Sementara itu, Hardianto Manik yang mengaku sebagai cucu kemenakan yang lahir dan besar di Kuansing turut mengecam dugaan tindakan PST. Ia menyatakan mendukung proses hukum apabila persoalan tersebut dilaporkan kepada pihak berwajib, serta mendukung penerapan sanksi adat sesuai mekanisme yang berlaku.

“Sebagai anak cucu kemenakan Kabupaten Kuansing, kami sangat menjunjung tinggi nilai-nilai adat istiadat. Di mana bumi dipijak, di situ langit dijunjung; di mana air disauk, di situ ranting dipatah” ucapnya.

Di sisi lain, Suryawan Dt. Godang Jo Lelo dari Kenegerian Teluk Kuantan mengimbau seluruh masyarakat Kuansing agar tetap tenang dan tidak terpancing isu yang berkembang.

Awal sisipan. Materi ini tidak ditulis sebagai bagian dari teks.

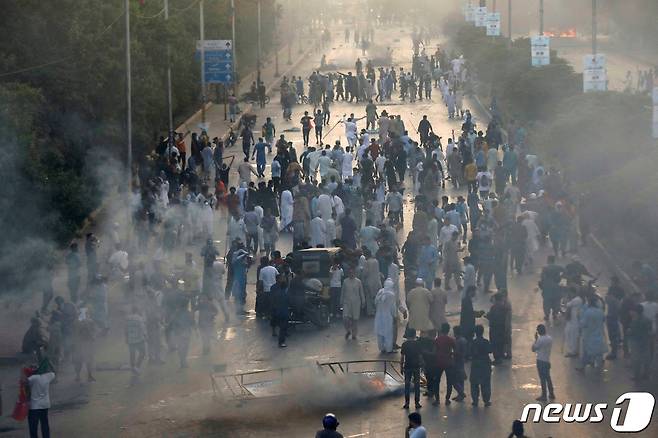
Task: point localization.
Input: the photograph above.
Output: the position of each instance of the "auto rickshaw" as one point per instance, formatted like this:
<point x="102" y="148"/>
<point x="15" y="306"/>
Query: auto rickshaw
<point x="310" y="303"/>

“Kepada seluruh anak cucu kemenakan dan pihak-pihak lainnya agar dapat menahan diri dan tidak terpancing dengan isu-isu yang berkembang saat ini di berbagai media massa, baik media cetak, media online maupun media lainnya,” ujarnya.

Ia menegaskan, ninik mamak se-Kuantan Singingi tetap mengedepankan nilai-nilai adat dan menyelesaikan setiap persoalan melalui musyawarah dengan mengedepankan prinsip *raso jo pariso*.

“Dalam menyelesaikan permasalahan yang terjadi saat ini, kita tetap menjunjung tinggi nilai-nilai adat dan mengedepankan musyawarah,” pungkasnya.